How Is Anthropology Put to Work in the World?

  • Anthropological research suggests practical solutions to many real-world social problems. Some emphasize the importance of this research by calling it “anthropology’s fifth subfield,” These include applied anthropology: anthropological research commissioned to serve an organization’s needs; and practicing anthropology, the broadest category of anthropological work, in which the anthropologist not only performs research but also gets involved in the design, implementation, and management of some organization, process, or product.
  • Many anthropologists have put the discipline to work, using anthropology to tackle difficult social problems. Such anthropologists include Mary Amuyunzu-Nyamongo, who uses the ethnographic method to improve public health programs in Kenya, Davina Two Bears, who uses archaeology to protect ancient Navajo sites, James McKenna, who uses biological anthropology to study the relationship between co-sleeping and Sudden Infant Death Syndrome, and Marybeth Nevins, a linguistic anthropologist, using her research to support the sustainability of endangered languages.

 

What Ethical Issues Do Anthropologist Have?

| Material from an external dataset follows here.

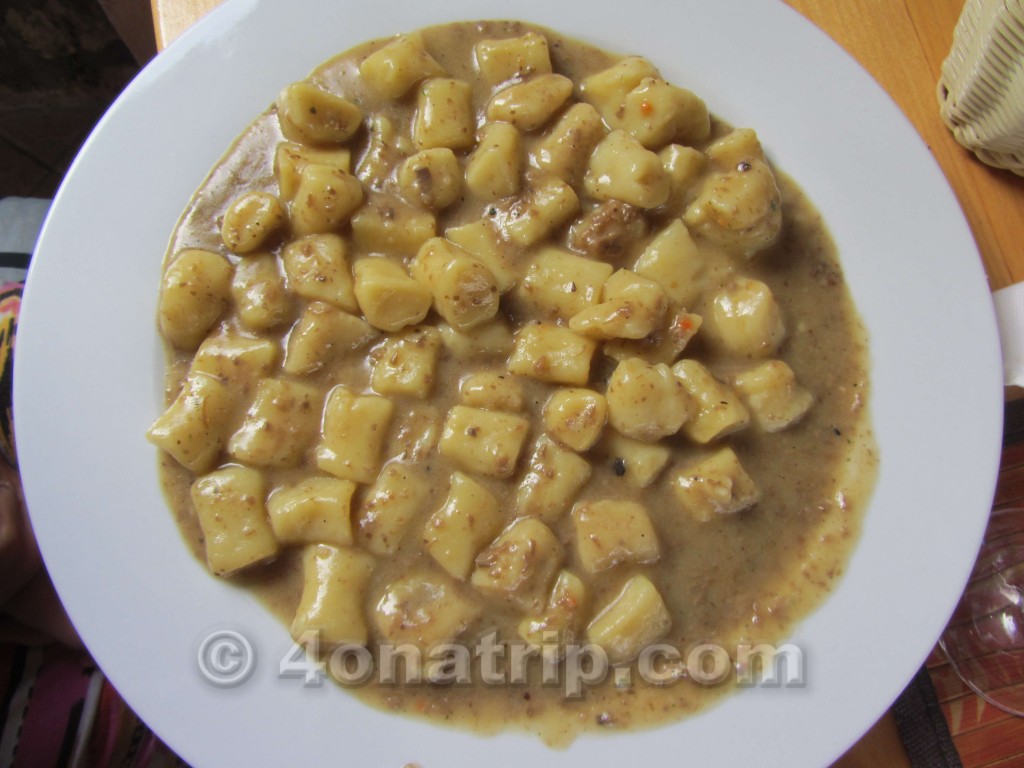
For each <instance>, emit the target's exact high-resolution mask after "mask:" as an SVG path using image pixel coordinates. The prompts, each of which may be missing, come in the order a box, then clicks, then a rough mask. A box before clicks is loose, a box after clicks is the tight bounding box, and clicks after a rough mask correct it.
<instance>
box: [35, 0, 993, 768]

  • Ethics in anthropology—the moral principles that guide anthropological conduct— are organically connected to what it means to be a good anthropologist.
  • “Do no harm” is a foundational principle of the American Anthropological Association’s Code of Ethics. Anthropologists obtain “informed consent” from participants and disguise individuals’ identities in order to minimize risks to the communities they work with.
  • Many modern anthropologists believe “Do no harm” is setting the bar too low. They assert that anthropologists are ethically obligated to aim higher and actually “do good,” especially when they work with marginalized or powerless communities.
  • The primary ethical responsibility of anthropologists is to the people, species, or artifacts they study. This means that anthropologists should take whatever action is possible when their subjects are threatened, short of doing something illegal.
  • A key ethical question for contemporary anthropologists is who should control anthropological data and knowledge, especially since many anthropologists now partner with local communities affected by their research. Traditionally, anthropologists have controlled these things, but many local communities have challenged researchers to share skills and data more readily.

Conclusion

  • Anthropologists have been asking questions about human societies and how they have changed and developed since the mid-nineteenth century. Their expertise is on culture, diversity, how and why social change happens, the dynamics of human biology, and the ways people communicate with one another.
  • The four subfields of anthropology include cultural anthropology, archaeology, biological anthropology, and linguistic anthropology. These four subfields have developed specialized methodological tools for understanding the different aspects of humanity and how it has changed and developed.